New Labour versus fuel protesters
"MINISTERS CONFIDENT Of Victory In Fuel Row", declared the Financial Times's main headline last Saturday.
The New Labour government has been mounting a concerted media campaign to soften up the fuel protesters in advance of the expiry of their 60-day deadline. Jack Straw's apparent gaffe in encouraging motorists to stock up with fuel may have been part of this strategy.
According to the Financial Times, "Panic buying may even be helping the government. Ministers deny triggering it deliberately but it transfers a vast amount of fuel from storage tanks to private vehicles."
At the same time, the insistent message is getting out that all the resources of the state will be used to break any future fuel protests. The police and the oil companies have been lined up, and soldiers are being trained to drive tankers.
In all this the Blair government seems to have the support of the trade union leaders. They have been wheeled out to criticise the oil companies for collaborating with the protesters last time, and to denounce comparisons between the planned demonstration and the Jarrow hunger march in the 1930s.
It is certainly true that the fuel protesters have little in common with the working class movement. Their hard core consists of small bosses, often with right wing politics, and sometimes, in the case of the hauliers, with a history of strike breaking.
Cutting fuel prices won't remove the deeper causes of their discontent-for example, the crisis in farming. Moreover, if the result was more traffic on the roads, then the already chronic problems of congestion and pollution would simply get even worse.

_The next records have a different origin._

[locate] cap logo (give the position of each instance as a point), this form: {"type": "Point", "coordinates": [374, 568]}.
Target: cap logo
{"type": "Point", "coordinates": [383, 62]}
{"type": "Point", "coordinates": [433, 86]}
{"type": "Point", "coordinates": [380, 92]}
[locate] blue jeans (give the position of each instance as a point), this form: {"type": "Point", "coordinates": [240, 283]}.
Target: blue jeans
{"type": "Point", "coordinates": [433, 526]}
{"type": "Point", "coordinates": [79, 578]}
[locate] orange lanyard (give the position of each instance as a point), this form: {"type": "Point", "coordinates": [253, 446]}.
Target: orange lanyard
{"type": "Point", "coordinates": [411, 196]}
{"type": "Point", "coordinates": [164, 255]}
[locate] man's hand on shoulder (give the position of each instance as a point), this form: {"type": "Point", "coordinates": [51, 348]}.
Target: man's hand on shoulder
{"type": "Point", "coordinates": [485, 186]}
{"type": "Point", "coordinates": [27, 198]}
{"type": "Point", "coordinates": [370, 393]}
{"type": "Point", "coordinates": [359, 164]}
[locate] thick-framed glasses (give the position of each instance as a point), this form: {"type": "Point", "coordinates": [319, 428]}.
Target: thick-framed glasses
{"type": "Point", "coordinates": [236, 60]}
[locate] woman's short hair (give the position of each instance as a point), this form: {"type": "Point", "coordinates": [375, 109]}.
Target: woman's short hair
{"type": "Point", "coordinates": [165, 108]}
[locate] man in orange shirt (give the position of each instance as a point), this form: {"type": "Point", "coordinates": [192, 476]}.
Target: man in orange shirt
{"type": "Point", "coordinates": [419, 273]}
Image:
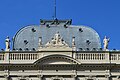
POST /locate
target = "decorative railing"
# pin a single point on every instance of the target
(91, 56)
(94, 56)
(23, 56)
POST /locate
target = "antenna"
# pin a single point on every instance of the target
(54, 9)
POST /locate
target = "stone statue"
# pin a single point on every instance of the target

This doesn't mean, however, that trade unionists and socialists have any interest in seeing the government break the fuel protests. History shows that, again and again, Labour governments have presided over measures that have been used against the organised working class.
This was true of the first Labour government in 1924. Ramsay MacDonald allowed civil servants to continue with strike-breaking preparations that were put into action by the Tories against the General Strike in 1926.
To help the last Labour government in 1974-9, trade union leaders instructed their members to cross unofficial picket lines and signed a "concordat" intended to suppress mass picketing.
This helped to open the door to Margaret Thatcher's offensive against the trade unions in the 1980s. It is the height of childishness for left wing Labour MPs to complain that the police didn't arrest fuel protesters the way they did striking miners in 1984-5.
Do they think it will help the left if the police get away with suppressing direct action? One thing is absolutely certain. Any addition to the state's repressive armoury to deal with fuel protests will be stored for future use against the organised working class.
What we are seeing, in Britain as elsewhere, is growing discontent with the way in which the world is run. This can take the form of action that is self consciously directed against the system itself, as in the case of the anti-capitalist protests in Seattle and Prague, and in Nice next month.
But often it takes a more confused and ambiguous form. The fuel protests are such an example. Observers not connected with the left are able to see this. So the economist Paul Krugmann wrote in the New York Times at the time of the last fuel protests that they were an example of people insisting that there are limits to the market.
The philosopher John Gray placed them alongside Seattle and Prague, arguing, "Globalisation is not compelling a convergence on the political centre ground. In some countries it is producing new, sometimes dangerous varieties of radicalism."
This is not an argument for just cheering the fuel protesters on. But lining up with the government against them will just drive them into the arms of the far right.
Trade union leaders who were fulfilling their duty to their own members and to the broader labour movement would be taking direct action themselves. They would be doing so to restore the link between pensions and earnings, to renationalise the railways, to stop the Private Finance Initiative, to tax the rich to finance these and other reforms.
Such a decisive lead wouldn't just give hope to millions of ordinary working class people. It could draw towards the labour movement many of the confused people from a lower middle class background who were drawn into the fuel protests.